One final word – this is not to demean other races – that’s not my purpose. My purpose in this fast-changing African-American led church, is to encourage pastors (not laypersons, not associates) but pastors to share their views.
YOUR COMMENTS ARE WELCOMED
by Robert Earl Houston
I want to lift up the names of preachers who have made an impact in my life. This is part one of a series. These are not in any particular order . . .
DR. E.V. HILL, LOS ANGELES, CALIFORNIA - Dr. Hill was one of my favorite pictures. He was one of the first black preachers on national television and his sermons were profound yet simple; elegant but practical. He preached for our state convention, the General Baptist Convention of the Northwest, for several years:
DR. DONALD LEE PARSON, CHICAGO, ILLINOIS - The first time I heard Dr. Parson, he was the guest evangelist for my home church in Portland, Oregon and from that first night, I was hooked. What a tremendous preacher and even now, some 35 years later, Dr. Parson remains not only a mentor, but a friend.
DR. ROBERT H. WILSON, SR., DALLAS, TEXAS – If you grew up in the National Baptist Convention of America, Inc., you had to know and meet Dr. Bob – Dr. Robt. H. Wilson, Sr., who brought the Foreign Mission Board into the millions of dollars of donations and was one of the premier preachers. Impeccably dressed, he was the style standard for many young pastors and preachers.
DR. E. EDWARD JONES, II, SHREVEPORT, LOUISIANA - I was a child when I first heard “The Tall Angel” Dr. Jones. I still remember his sermon “A Bridge Over Troubled Waters” and to hear him and know him was a privilege. He remembers everyone by name (still don’t know how he does it) and don’t let him snap those suspenders while preaching…

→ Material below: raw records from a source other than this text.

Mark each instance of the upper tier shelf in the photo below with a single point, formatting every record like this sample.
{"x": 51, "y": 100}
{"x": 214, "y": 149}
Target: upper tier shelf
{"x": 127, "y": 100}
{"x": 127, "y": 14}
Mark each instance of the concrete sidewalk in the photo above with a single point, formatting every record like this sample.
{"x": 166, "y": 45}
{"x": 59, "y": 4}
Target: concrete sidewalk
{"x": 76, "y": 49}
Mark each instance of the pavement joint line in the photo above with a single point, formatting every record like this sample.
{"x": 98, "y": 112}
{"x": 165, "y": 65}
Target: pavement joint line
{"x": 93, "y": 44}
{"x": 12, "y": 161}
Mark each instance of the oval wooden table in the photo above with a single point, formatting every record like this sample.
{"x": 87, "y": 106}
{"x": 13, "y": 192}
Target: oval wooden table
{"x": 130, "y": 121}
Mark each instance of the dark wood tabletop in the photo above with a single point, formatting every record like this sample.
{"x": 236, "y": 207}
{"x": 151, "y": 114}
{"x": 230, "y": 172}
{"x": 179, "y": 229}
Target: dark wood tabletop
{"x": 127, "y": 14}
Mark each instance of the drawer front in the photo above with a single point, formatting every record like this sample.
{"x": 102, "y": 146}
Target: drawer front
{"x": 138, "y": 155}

BISHOP T.D. JAKES, DALLAS, TEXAS – Bishop Jakes has changed black preaching forever. What E.K. Bailey did for expository preaching, Bishop Jakes has done for a new style of preaching that mixes expository, extemporaneous and exegetical into a perfect blend of style and soul.
DR. A. LOUIS PATTERSON, HOUSTON, TEXAS – I am a sold-out A. Louis Patterson fan. Whenever he’s in the area, I make it my business to hear the Prince of Preachers. I remember the first time I heard him, I was mesmerized by his theology and vocabulary skills. I met him personally when I served as his Facilitator during the Bishop College L.K. Williams Ministers Institute in his class on preaching. I’ve never been the same.

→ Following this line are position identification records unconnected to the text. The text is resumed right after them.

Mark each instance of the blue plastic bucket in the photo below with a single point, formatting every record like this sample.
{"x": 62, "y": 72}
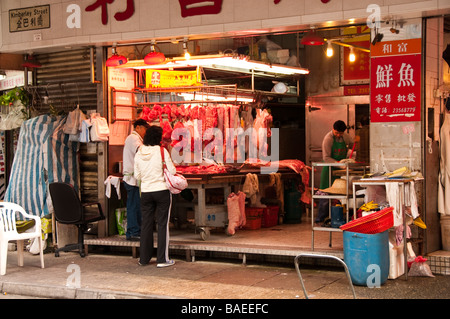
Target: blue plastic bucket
{"x": 367, "y": 257}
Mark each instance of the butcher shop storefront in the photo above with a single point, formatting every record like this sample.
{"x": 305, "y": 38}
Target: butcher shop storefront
{"x": 223, "y": 139}
{"x": 245, "y": 93}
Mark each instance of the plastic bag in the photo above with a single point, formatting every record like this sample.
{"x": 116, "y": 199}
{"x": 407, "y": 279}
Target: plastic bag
{"x": 419, "y": 268}
{"x": 121, "y": 220}
{"x": 73, "y": 122}
{"x": 99, "y": 131}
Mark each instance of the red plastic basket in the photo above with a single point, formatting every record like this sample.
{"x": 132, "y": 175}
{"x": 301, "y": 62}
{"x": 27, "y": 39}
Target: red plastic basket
{"x": 373, "y": 223}
{"x": 253, "y": 218}
{"x": 270, "y": 216}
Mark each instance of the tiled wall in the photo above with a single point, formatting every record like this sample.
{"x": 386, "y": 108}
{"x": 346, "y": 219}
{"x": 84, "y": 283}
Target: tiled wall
{"x": 162, "y": 19}
{"x": 434, "y": 67}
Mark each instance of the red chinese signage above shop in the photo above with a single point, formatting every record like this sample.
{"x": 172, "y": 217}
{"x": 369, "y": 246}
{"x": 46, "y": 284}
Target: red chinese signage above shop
{"x": 395, "y": 81}
{"x": 188, "y": 8}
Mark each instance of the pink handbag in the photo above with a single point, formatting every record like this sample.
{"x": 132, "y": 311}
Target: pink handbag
{"x": 175, "y": 182}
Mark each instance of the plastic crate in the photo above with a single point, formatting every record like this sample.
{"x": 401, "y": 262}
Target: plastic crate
{"x": 253, "y": 216}
{"x": 373, "y": 223}
{"x": 270, "y": 216}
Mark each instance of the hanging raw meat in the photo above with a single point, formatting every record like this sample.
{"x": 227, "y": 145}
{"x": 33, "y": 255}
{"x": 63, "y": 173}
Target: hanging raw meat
{"x": 167, "y": 130}
{"x": 145, "y": 115}
{"x": 194, "y": 112}
{"x": 177, "y": 141}
{"x": 236, "y": 209}
{"x": 155, "y": 113}
{"x": 167, "y": 110}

DR. R.A. WILLIAMS, JR., LOS ANGELES, CALIFORNIA – What I am as an expository preacher is the “fault” of this preacher. Dr. Williams, who I knew as a teenager, took preaching to a new level, mixed it with whooping (and he was the first to be non-apologetic for the craft) and blew my mind. For many years in Portland, at the St. Mark Baptist Church, he was the preacher we wanted to hear in Revival.
DR. E.K. BAILEY, DALLAS, TEXAS – Dr. Bailey and I met in Portland, Oregon when he did revivals at the Morning Star Baptist Church and I went to the early years of his conference in Dallas (I plan to return soon). He embraced me as a young pastor and every time we ran into each other, he always wanted to know how was I doing. I was with him at the National Missionary Baptist Convention of America shortly before his passing and a picture of him and I is one of my most precious photographs. He is responsible for black expository preaching being the standard.

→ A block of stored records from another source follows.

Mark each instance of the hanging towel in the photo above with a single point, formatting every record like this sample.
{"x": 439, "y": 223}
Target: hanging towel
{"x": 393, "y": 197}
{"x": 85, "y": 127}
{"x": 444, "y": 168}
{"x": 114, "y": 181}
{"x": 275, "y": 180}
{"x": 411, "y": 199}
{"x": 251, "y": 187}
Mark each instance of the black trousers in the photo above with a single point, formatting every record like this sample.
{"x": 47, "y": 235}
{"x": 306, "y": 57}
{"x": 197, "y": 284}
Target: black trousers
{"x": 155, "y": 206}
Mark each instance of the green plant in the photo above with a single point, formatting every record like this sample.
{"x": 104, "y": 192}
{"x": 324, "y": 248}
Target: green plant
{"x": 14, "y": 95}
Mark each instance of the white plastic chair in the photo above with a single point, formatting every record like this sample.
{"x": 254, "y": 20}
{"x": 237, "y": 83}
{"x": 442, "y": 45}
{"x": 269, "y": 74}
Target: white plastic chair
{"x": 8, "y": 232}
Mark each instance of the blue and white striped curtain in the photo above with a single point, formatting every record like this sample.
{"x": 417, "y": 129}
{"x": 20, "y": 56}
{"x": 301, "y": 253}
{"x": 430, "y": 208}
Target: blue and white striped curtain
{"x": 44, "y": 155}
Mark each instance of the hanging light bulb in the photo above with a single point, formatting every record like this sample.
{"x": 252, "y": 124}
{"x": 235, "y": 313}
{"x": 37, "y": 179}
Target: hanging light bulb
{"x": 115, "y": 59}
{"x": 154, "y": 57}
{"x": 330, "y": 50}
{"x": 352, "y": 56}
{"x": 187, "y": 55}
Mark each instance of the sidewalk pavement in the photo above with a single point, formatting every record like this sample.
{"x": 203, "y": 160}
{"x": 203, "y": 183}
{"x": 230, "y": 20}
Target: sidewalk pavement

DR. MELVIN VON WADE, SR., LOS ANGELES, CALIFORNIA – Another one of the preachers that Dr. E.C. Wilder brought to Portland, Oregon. Manuscript Preachers love Melvin Wade because he has taught us that you can be expository, lyrical and poetic at the same time and still preach from a manuscript.
DR. GARDNER CALVIN TAYLOR, NEW YORK CITY, NEW YORK – In my mind, no list is complete without the Dean of Preachers. I’ve met Dr. Taylor on several occasions and he is one of the greatest black preachers to have ever walked in the land. From his humble Louisiana roots – he never personified New York preaching, he created it; he set the standard for preaching and humility as a way to climb high. I’m glad that he saw his dream in Nashville – all four of the major National Baptist conventions come together not once, but once again in Atlanta.